Hui’s commission in Hong Kong is inspired by Song dynasty poet Su Dongpo’s famous poem Prelude to Water Melody, which the artist learnt as a child. In the poem, Su looks up at the moon to lament being separated from loved ones. Hui also looked into literary, artistic and technological documentation of the moon across civilisations to explore how its historic and scientific interpretations are influenced by visual representations. Hui’s installation will be on display for a month at the Tai Kwun Centre for Heritage and Arts from April 23 through to Art Basel, which runs from May 19 to 23.
In early 2019, Hui found herself thinking of Su’s poem during her trip to Audemars Piguet’s headquarters in the Swiss village of Le Brassus as a shortlisted artist. “[The team] organised a dinner in a cosy restaurant on a snowy mountain. I was walking in the dark [afterwards]. It was so dark that you couldn’t see whether you were at the edge of the mountain or not,” Hui recalls. “It was very peaceful. [The others] talked about how the full moon was going to be very beautiful; how the light shone on the snow, and how there would be a lot of people who would come to see it.”

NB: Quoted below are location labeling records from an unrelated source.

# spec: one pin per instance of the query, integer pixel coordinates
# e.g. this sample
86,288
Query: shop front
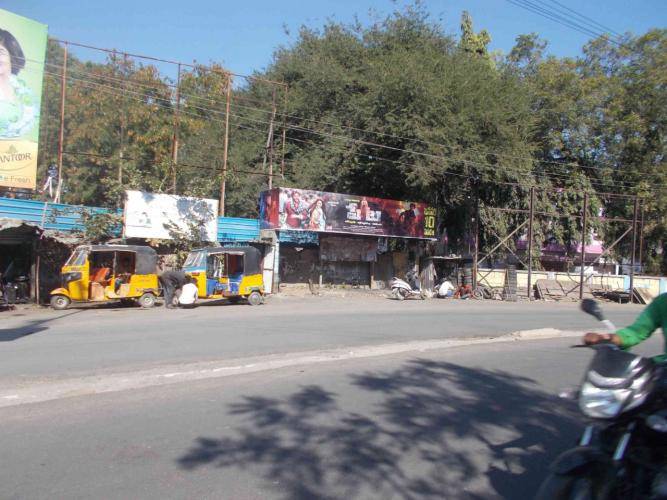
340,239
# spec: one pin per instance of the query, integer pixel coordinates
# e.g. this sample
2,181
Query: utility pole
531,215
583,246
174,142
223,182
61,138
634,247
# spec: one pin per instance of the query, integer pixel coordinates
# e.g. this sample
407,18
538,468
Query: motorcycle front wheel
571,487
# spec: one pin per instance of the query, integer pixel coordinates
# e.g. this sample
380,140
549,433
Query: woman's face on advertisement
5,62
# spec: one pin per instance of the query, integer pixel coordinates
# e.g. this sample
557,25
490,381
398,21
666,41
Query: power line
583,17
560,164
562,20
476,164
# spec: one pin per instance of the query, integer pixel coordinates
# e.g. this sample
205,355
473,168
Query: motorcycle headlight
601,403
597,402
71,276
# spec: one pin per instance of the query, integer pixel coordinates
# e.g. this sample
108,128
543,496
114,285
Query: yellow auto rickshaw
100,273
232,273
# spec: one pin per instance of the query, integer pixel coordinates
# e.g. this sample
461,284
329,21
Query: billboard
162,216
303,210
22,52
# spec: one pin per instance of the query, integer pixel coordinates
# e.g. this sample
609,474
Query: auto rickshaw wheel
60,302
255,298
147,300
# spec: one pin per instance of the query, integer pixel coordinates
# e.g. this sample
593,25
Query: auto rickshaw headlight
67,277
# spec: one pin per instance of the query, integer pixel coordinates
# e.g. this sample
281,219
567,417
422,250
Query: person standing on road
172,281
189,294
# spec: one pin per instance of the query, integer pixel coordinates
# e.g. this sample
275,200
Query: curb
38,391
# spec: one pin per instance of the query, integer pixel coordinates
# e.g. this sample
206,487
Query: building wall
496,278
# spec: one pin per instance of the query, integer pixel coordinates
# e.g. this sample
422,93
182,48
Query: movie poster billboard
22,52
303,210
162,216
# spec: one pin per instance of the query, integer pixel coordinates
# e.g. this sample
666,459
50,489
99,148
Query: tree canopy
397,109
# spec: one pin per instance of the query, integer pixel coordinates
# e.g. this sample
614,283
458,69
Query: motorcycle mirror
593,308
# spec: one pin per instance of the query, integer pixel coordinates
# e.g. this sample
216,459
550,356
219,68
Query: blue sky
243,35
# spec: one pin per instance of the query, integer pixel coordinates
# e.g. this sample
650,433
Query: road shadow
433,430
32,327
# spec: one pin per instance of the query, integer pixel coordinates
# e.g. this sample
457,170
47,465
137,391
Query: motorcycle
622,453
402,290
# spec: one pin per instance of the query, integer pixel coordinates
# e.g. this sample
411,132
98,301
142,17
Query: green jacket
652,318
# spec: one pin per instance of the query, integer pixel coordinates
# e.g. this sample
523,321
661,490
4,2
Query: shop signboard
165,216
304,210
22,52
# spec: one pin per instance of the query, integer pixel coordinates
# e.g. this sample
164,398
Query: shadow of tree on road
433,430
30,328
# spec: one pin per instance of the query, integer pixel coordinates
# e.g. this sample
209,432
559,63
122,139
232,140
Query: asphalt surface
45,343
475,422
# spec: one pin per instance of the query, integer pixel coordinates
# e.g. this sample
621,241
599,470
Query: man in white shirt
189,294
446,289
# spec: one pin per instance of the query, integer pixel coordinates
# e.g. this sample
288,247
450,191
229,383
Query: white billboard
164,216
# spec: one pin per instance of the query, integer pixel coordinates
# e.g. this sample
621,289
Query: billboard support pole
123,119
61,137
282,159
641,239
269,139
223,181
174,142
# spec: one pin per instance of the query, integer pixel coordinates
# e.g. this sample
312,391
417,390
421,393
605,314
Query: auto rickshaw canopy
145,256
251,256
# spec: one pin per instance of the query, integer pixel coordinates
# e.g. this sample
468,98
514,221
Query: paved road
46,343
476,422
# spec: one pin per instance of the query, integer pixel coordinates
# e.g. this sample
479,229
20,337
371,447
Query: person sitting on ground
189,294
171,282
463,292
654,316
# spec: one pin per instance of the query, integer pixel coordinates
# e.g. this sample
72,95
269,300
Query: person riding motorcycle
654,316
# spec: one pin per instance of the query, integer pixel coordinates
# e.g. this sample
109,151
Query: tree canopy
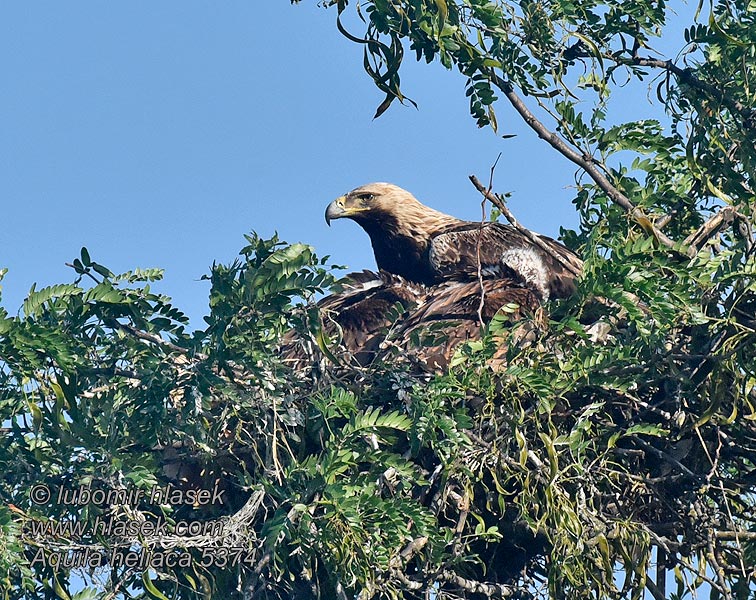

During her research, she learnt the moon is moving away from the earth at a rate of 3.78 cm per year, a hypothesis first posited nearly 300 years ago by the British astronomer Edmond Halley after he studied records of ancient eclipses. His theory was finally confirmed in the 1970s by scientists who fired laser beams at mirrors that had been placed on the moon by American and Soviet astronauts. It prompted her to consider the many ways the moon is represented in science, art and folklore.
Hui also investigated Chinese poetry about the moon, interviewed former astronaut Terry Virts and studied photos he took while
working on the International Space Station, and dug into the online records in both the Yale Beinecke Rare Book and Manuscript Library in New Haven and the Library of Congress in Washington DC. She found the original 1647 edition of Polish astronomer Johannes Hevelius’ Selenographia, sive Lunae descriptio, the first book to include a map of the moon based on his lunar observations from a 45-metre telescope he built himself. What stood out was how much visual media is taken for granted today, says Hui. “Visual culture in the 17th century was very different from our current culture. Hevelius’ employment of visual representation like maps in scientific research was, for that time, groundbreaking.”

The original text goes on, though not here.